Maria João Marques
O racismo e as suas consequências são
demasiado graves, e mais grave será se as próprias minorias defenderem a
segregação social e cultural: os do outro lado esfregarão as mãos de
contentamento.
Vamos fazer um exercício. O
que diria o caríssimo leitor se lesse num grande jornal americano uma crónica
de um académico branco, votante de Trump, perguntando no título ‘Podem os meus
filhos ser amigos de pessoas de cor’? E que lá no corpo do texto apanhasse
frases do calibre das seguintes.
‘Vou ensinar [aos meus filhos]
a serem cautelosos, vou ensinar-lhes suspeição, vou ensinar-lhes desconfiança.
Mais cedo do que pensava, terei de discutir com os meus filhos se podem
verdadeiramente ser amigos de afro-americanos.’
‘Poupem-me as platitudes de
que por dentro somos todos iguais. Primeiro tenho de manter os meus filhos em
segurança.’
‘Não escrevo isto com
condescendência conservadora nem prazer. O meu coração está intoleravelmente
pesado quando vos asseguro que não podemos ser amigos.’
Apesar de no fim do texto o
autor escrever qualquer coisa na linha ‘eu até tenho amigos afro-americanos
(mas dos bons, que não se drogam, não roubam, nem vivem dos cupões
alimentares)’, para assegurar que, na verdade, é um tipo bestial sem réstia de
preconceito, qual seria a reação? Não me parece excessivo supor que seria um
escândalo e o autor insultado por todo o lado como o maior racista vivo.
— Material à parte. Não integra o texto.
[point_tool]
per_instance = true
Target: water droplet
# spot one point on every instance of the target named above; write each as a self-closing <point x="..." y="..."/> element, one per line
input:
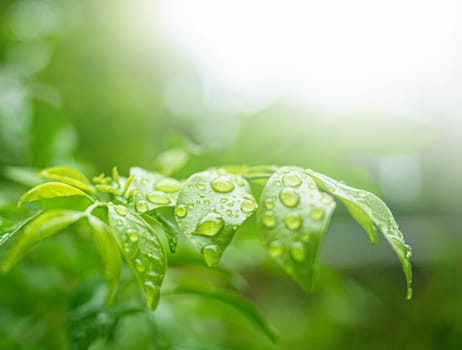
<point x="139" y="265"/>
<point x="222" y="184"/>
<point x="326" y="199"/>
<point x="312" y="185"/>
<point x="317" y="213"/>
<point x="269" y="220"/>
<point x="248" y="206"/>
<point x="269" y="204"/>
<point x="297" y="251"/>
<point x="132" y="235"/>
<point x="181" y="211"/>
<point x="121" y="210"/>
<point x="211" y="254"/>
<point x="158" y="198"/>
<point x="292" y="180"/>
<point x="141" y="206"/>
<point x="275" y="248"/>
<point x="210" y="225"/>
<point x="200" y="187"/>
<point x="293" y="221"/>
<point x="289" y="197"/>
<point x="168" y="185"/>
Pois bem, as fases e o título
são traduções desta coluna de opinião do New York Times, com a cor
de pele e o posicionamento político do autor alterados. Assim já não há
problema, pois não? Como é um professor universitário afro-americano a
proclamar que os brancos não são dignos de amizade (a não ser que se esforcem
muito, e sempre de pé atrás a ver se não lhes escapa nenhum ato compulsivo de
solidariedade com a sua raça), que o melhor é os seus filhos perceberem cedo
que não se devem dar com gente dessa laia – está tudo bem, certo?
O autor não afirmava ser
impossível a amizade com trumpistas, ou sequer com republicanos – o que já
seria infantilidade, mas pronto, estaria pelo menos a avaliar as pessoas pelas
decisões políticas que tomam e pelos valores. Ana Drago um dia também disse que
não tinha amigos de direita. Há lunáticos em todo o mundo desenvolvido e por
desenvolver. Não: é qualquer pessoa branca por defeito. Racismo, aventariam os
distraídos.
É certo que os afro-americanos
não sararam a escravatura, a segregação nos estados sulistas, e, sobretudo, as
consequências económicas atuais de gerações atrás de gerações pobres e sem
muita educação formal. Há razões de queixa. Tal como há razões de queixa dos
brancos, à conta da criminalidade ou dos problemas sociais criados pelo colapso
das famílias afro-americanas, com pais presos ou voluntariamente ausentes da
vida (e do sustento) dos filhos e mães descasadas com filhos de vários pais.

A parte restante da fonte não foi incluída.